17. On these facts I find it hard to see that Article 8 ECHR is even engaged in these appeals. I am told, and I accept, that the three Appellants keep in contact with the Sponsor and their younger siblings. That is to be expected, but nothing has been put forward to show that this contact cannot continue. Nothing has been put forward to show that the arrangements made for the three Appellants cannot continue.
18. It is unfortunate perhaps that the three Appellants' passports did not arrive in 2009 along with those of the other family members, but at that time the first and second Appellants would have been adults, or approaching adulthood, in any event.
19. Even if I am wrong about Article 8 ECHR not being engaged and the five stage test in Razgar is applied then in my judgment that does not assist the Appellants' cause either. What has to be looked at is whether the Respondent's decision is proportionate to the legitimate aim of immigration control. What was before the Respondent were applications by three adult siblings to join their parents in the UK, their parents being reliant upon public funds. There was no evidence at the date of decision of anything other than the normal emotional ties between parents and their adult children. It has been said that the Appellants' case is somehow exceptional in that had their passports been issued in 2009, they would have been granted entry clearance under the Respondent's family reunion policy.
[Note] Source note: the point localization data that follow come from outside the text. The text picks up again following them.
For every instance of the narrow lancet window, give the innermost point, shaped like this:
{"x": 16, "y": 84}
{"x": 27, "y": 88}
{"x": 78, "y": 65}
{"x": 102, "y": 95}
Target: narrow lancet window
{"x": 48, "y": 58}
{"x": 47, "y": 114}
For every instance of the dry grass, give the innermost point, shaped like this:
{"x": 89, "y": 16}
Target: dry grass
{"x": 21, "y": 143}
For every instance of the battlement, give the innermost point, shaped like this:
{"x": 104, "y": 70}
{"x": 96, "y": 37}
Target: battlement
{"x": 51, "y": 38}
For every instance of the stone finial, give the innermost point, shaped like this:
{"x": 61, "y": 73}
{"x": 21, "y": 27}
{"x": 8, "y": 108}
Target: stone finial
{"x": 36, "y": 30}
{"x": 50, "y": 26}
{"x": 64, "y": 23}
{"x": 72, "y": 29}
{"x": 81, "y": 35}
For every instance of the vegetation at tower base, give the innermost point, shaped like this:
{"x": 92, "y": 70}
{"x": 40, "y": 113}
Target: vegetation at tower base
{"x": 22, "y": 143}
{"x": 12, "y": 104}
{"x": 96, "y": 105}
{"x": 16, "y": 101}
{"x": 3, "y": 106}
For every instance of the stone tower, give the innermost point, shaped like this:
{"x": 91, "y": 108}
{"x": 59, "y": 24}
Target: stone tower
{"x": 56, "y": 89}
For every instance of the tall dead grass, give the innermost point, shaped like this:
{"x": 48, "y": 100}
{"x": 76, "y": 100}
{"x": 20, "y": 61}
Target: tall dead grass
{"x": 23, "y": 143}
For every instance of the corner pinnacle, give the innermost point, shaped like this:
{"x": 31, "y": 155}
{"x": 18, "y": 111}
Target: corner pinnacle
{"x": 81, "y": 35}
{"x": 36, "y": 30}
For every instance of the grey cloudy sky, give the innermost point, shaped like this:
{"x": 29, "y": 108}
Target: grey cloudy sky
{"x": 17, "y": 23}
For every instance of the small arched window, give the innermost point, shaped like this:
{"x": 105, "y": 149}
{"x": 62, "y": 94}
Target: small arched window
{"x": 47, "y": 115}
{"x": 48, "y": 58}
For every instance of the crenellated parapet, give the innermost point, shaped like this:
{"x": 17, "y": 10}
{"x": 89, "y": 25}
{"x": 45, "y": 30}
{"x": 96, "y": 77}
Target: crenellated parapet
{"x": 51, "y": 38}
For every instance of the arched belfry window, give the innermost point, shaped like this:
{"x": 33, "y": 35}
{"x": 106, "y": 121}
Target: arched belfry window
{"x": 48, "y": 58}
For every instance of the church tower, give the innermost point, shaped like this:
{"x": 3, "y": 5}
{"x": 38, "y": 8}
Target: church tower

That is a question that cannot be resolved. The reality is that they made their applications when adults and so far as the evidence laid before me shows, their needs are being met in the DRC. It is noteworthy that all three Appellants have received higher education. Because the Sponsor is reliant upon public funds to fund himself his wife and their minor children here in the UK, any entry by the three Appellants would necessarily add to further public funds being expended.
20. Looking at the totality of the evidence therefore, the Respondent's decision to refuse these applications is proportionate and these appeals are dismissed.

Notice of Decision

The FtT Judge erred in law. His decision is hereby set aside. I remake the decision dismissing the Appellants' appeals against the Entry Clearance Officer - Nairobi's decision to refuse entry.

No anonymity direction is made.

Signed Date 5th December 2014



Judge ROBERTS
Judge of the Upper Tribunal




TO THE RESPONDENT
FEE AWARD

I have dismissed the appeals and therefore there can be no fee award.